Mean Reward & Reward Delta
The reward-delta metrics track how the empirical mean reward compares to the
true mean reward of the environment. They are useful whenever the environment
can provide ground-truth reward expectation (env.is_mean_reward_tractable = True).
Intuition
- Accumulate rewards (log or linear) over time to estimate the empirical mean and compare it against the ground-truth mean supplied by the environment.
- Large absolute or relative deltas highlight when the current policy drifts away from the environment’s reward-weighted distribution, making it a simple health check during training.
- The sliding-window variant keeps a short-term view of recent rewards, while the global metric continues to aggregate from the beginning of training.
- Keep the reward scale consistent (log or linear) across updates so the metric reports meaningful averages and deltas.
Modules
MeanRewardMetricsModule: maintains running sums of collected rewards and reports the global mean, absolute delta, and relative delta.SWMeanRewardSWMetricsModule: keeps a sliding window of the most recent rewards using aflashbaxbuffer, offering the same statistics but focused on recent performance.
Both modules return a dictionary with keys mean_reward, reward_delta, and
rel_reward_delta.
| Key | Meaning |
|---|---|
mean_reward |
Empirical mean of the collected rewards (use log rewards or linear rewards consistently). |
reward_delta |
Absolute difference between empirical and ground-truth means in the same scale. |
rel_reward_delta |
Relative error (absolute delta divided by ground-truth mean). |
Inputs
env,env_params: used during construction to query the ground-truth mean.- arrays of sampled rewards in the scale you want to monitor (log rewards or linear rewards both work, as long as you stay consistent).
- an optional
buffer_sizefor the sliding window metric.
Quick start
Environment requirement: the environment must expose a tractable ground-truth mean reward (
env.is_mean_reward_tractable = True) so deltas are meaningful.
import jax
import gfnx
env = gfnx.HypergridEnvironment(reward_module=gfnx.EasyHypergridRewardModule())
params = env.init(jax.random.PRNGKey(0))
mean_metric = gfnx.metrics.MeanRewardMetricsModule(env=env, env_params=params)
state = mean_metric.init(jax.random.PRNGKey(1), mean_metric.InitArgs())

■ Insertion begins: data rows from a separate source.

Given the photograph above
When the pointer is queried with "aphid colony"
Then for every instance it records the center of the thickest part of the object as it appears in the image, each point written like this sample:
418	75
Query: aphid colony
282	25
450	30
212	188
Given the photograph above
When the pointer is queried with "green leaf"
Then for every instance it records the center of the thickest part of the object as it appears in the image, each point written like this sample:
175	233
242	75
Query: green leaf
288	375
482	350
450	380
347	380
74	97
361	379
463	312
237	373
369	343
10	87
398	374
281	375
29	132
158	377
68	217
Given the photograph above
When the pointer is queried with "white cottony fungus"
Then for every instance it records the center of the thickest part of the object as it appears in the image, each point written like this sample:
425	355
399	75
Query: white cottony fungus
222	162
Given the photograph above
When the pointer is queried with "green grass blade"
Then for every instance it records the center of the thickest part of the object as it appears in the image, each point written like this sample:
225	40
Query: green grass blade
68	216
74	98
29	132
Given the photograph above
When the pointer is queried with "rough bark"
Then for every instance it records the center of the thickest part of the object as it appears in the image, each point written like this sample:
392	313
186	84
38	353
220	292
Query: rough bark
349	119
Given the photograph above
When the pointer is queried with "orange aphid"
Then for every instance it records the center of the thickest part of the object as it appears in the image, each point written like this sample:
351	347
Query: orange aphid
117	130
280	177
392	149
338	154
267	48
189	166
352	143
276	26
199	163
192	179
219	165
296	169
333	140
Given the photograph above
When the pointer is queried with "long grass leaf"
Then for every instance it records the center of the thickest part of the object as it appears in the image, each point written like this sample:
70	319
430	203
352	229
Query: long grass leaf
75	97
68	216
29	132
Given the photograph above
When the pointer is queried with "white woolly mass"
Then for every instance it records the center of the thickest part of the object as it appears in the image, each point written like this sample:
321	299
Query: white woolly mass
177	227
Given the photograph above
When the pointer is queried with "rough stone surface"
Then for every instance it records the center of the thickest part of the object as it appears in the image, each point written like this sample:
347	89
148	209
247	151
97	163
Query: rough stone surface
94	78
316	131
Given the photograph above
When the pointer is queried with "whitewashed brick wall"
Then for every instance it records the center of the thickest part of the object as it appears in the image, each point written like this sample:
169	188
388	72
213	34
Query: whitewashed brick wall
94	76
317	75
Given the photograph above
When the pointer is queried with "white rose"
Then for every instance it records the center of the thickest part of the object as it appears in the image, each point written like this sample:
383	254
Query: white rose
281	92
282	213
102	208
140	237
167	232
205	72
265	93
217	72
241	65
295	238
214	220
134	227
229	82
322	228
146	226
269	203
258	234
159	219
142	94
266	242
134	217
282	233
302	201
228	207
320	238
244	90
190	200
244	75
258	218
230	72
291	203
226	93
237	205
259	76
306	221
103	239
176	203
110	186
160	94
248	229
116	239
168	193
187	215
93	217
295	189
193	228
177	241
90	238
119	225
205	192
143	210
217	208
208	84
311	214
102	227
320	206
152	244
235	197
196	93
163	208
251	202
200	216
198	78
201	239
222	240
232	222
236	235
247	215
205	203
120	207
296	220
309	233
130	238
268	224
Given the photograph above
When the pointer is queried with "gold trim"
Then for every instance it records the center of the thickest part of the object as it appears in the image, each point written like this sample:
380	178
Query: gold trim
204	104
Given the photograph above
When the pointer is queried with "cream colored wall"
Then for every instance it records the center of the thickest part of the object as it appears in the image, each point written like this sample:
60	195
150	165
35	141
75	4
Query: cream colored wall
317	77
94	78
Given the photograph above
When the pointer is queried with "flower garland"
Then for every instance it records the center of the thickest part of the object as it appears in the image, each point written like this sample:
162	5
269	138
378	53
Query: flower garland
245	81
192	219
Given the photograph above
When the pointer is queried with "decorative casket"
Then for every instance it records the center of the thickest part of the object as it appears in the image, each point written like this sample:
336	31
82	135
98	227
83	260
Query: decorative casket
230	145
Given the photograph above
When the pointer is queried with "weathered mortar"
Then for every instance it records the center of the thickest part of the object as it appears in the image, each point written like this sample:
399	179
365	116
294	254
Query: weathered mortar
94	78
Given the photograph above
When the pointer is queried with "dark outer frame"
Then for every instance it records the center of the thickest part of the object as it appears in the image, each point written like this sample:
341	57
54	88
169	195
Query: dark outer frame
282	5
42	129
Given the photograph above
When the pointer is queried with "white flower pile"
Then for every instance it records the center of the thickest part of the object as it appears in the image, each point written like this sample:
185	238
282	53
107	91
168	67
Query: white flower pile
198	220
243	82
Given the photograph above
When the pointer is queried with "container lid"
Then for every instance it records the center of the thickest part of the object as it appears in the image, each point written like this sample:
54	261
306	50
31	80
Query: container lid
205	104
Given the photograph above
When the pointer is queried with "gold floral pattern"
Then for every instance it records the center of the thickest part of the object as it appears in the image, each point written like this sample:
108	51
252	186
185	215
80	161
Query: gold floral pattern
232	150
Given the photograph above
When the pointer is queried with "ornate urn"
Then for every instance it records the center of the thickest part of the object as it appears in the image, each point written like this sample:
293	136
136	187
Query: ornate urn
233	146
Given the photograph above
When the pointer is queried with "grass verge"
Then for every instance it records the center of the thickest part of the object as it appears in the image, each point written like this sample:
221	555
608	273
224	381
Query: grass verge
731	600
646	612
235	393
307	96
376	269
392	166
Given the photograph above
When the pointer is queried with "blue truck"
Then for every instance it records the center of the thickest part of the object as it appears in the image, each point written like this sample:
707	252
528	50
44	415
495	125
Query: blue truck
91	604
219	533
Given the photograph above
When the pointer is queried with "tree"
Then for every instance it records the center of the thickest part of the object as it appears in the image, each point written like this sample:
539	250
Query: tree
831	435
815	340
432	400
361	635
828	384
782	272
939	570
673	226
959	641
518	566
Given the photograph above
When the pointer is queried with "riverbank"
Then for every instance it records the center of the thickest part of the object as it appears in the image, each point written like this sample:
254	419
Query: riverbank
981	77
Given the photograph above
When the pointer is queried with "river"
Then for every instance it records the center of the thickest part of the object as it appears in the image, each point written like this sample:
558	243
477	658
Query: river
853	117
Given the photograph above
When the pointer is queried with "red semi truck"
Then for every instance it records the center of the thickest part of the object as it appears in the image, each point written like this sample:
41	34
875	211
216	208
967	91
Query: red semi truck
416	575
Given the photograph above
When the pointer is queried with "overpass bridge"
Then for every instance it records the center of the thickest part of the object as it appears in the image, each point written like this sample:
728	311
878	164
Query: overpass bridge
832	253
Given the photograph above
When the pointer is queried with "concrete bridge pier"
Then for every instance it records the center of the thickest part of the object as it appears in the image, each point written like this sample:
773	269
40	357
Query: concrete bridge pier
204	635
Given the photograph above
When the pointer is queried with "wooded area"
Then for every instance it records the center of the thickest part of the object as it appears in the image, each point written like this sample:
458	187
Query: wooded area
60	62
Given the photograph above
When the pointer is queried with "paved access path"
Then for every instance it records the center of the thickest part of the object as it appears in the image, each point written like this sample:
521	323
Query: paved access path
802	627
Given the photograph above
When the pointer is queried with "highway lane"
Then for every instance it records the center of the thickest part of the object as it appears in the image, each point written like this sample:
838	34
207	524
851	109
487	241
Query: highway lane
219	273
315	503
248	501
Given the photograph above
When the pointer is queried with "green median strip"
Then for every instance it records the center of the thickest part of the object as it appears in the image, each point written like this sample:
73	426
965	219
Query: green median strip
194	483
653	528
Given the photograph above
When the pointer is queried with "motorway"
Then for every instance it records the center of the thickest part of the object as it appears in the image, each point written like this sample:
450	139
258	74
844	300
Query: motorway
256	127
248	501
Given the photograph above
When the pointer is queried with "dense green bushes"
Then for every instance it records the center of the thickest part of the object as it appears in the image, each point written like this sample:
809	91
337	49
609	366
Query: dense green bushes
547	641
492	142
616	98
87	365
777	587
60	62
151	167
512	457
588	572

# During training: accumulate rewards from rollouts (log or linear, your choice).
state = mean_metric.update(
state,
jax.random.PRNGKey(2),
mean_metric.UpdateArgs(log_rewards=batch_rewards), # batch_rewards <- log rewards from your sampler
)
scores = mean_metric.get(state)
print(scores["mean_reward"], scores["reward_delta"], scores["rel_reward_delta"])